The inviting smell of a freshly baked cookie immediately triggers a motor response to search for the source of that smell. Often the cookie can be easily found.
This everyday event that we perform without a thought is an amazing feat that combines our superior ability to smell the cookie and computational prowess to determine the direction to move toward the cookie. Robots that possess similar capabilities are yet to be developed as the basic biological principles that are needed to perform this task are yet to be fully understood.
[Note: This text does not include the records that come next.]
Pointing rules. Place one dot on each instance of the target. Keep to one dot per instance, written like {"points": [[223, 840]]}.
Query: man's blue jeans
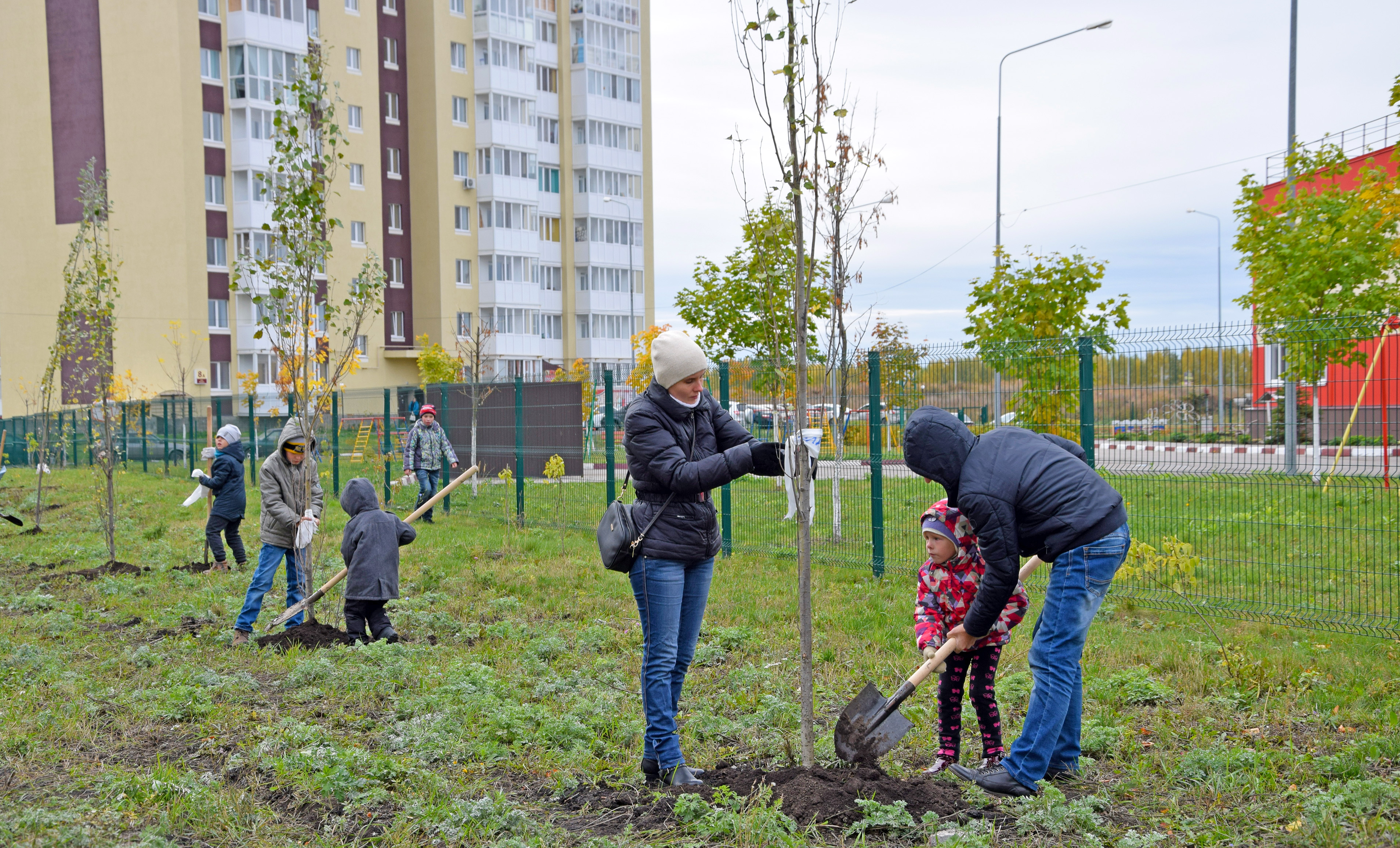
{"points": [[427, 488], [671, 598], [1078, 584], [269, 558]]}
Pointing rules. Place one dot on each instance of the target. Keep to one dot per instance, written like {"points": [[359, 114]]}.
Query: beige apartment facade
{"points": [[498, 163]]}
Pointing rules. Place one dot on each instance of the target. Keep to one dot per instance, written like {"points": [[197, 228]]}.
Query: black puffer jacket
{"points": [[227, 483], [1025, 493], [659, 443]]}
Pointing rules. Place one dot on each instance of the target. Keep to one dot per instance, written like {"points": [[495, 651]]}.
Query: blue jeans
{"points": [[1078, 584], [269, 558], [427, 488], [671, 598]]}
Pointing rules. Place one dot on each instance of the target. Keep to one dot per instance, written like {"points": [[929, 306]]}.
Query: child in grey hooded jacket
{"points": [[370, 548]]}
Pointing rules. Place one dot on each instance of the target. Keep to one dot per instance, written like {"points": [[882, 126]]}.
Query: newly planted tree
{"points": [[308, 317]]}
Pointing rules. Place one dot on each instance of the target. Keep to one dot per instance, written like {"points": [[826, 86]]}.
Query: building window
{"points": [[209, 64], [217, 314], [551, 278], [213, 189], [548, 229], [546, 79], [548, 131], [213, 128], [549, 180], [216, 253], [260, 73], [219, 377], [551, 327]]}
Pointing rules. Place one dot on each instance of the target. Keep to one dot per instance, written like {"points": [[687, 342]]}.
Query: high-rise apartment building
{"points": [[498, 163]]}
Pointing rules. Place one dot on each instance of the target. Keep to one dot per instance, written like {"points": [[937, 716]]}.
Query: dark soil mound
{"points": [[825, 796], [306, 636], [110, 567]]}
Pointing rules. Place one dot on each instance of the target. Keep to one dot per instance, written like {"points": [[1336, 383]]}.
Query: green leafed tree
{"points": [[1025, 321]]}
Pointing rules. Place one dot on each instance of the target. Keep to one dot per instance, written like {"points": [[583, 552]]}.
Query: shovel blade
{"points": [[856, 739]]}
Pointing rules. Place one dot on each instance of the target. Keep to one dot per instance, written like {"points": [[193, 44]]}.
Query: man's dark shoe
{"points": [[681, 776], [993, 780]]}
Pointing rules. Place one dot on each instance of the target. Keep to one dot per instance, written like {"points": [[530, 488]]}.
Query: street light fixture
{"points": [[1100, 26], [632, 283], [1220, 332]]}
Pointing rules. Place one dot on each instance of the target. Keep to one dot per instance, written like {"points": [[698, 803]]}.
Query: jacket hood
{"points": [[234, 451], [293, 430], [936, 447], [359, 497]]}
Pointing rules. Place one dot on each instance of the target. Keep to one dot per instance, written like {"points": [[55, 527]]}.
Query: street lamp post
{"points": [[1220, 332], [1100, 26], [632, 283]]}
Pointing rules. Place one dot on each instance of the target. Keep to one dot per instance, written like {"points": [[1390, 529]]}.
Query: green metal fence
{"points": [[1190, 424]]}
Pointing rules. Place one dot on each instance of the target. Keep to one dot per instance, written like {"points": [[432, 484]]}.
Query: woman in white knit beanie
{"points": [[680, 447]]}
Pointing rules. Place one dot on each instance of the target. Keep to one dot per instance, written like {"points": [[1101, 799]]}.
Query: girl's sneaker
{"points": [[941, 763]]}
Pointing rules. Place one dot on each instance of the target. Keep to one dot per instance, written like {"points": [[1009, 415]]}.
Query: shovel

The ability to study neural responses in behaving insects is essential to understanding the robust solutions that biological systems have developed for several engineering problems. Researchers at the McKelvey School of Engineering at Washington University in St. Louis have long sought to understand locusts and their power of sensing, computing and locomotory capabilities.
Barani Raman, PhD, a professor of biomedical engineering at the McKelvey School of Engineering, is leading a multidisciplinary team to study how the locust brain transforms sensory input into behavior with a four-year $4.3 million grant from the National Science Foundation’s Integrative Strategies for Understanding Neural and Cognitive Systems program. The grant converges years of research in Raman’s lab with that of his longtime WashU collaborators, including McKelvey’s Shantanu Chakrabartty, PhD, a professor of electrical and systems engineering, Srikanth Singamaneni, PhD, a professor of mechanical engineering and materials science, and Alexandra Rutz, PhD, an assistant professor of biomedical engineering, as well as Yehuda Ben-Shahar, PhD, a professor of biology in Arts & Sciences.
“Insects are an engineering marvel,” Raman said. “They possess diverse sensing modalities and locomotory responses yet contained in such a small package. We want to engineer tools to study the amazing capabilities of these relatively simpler organisms.”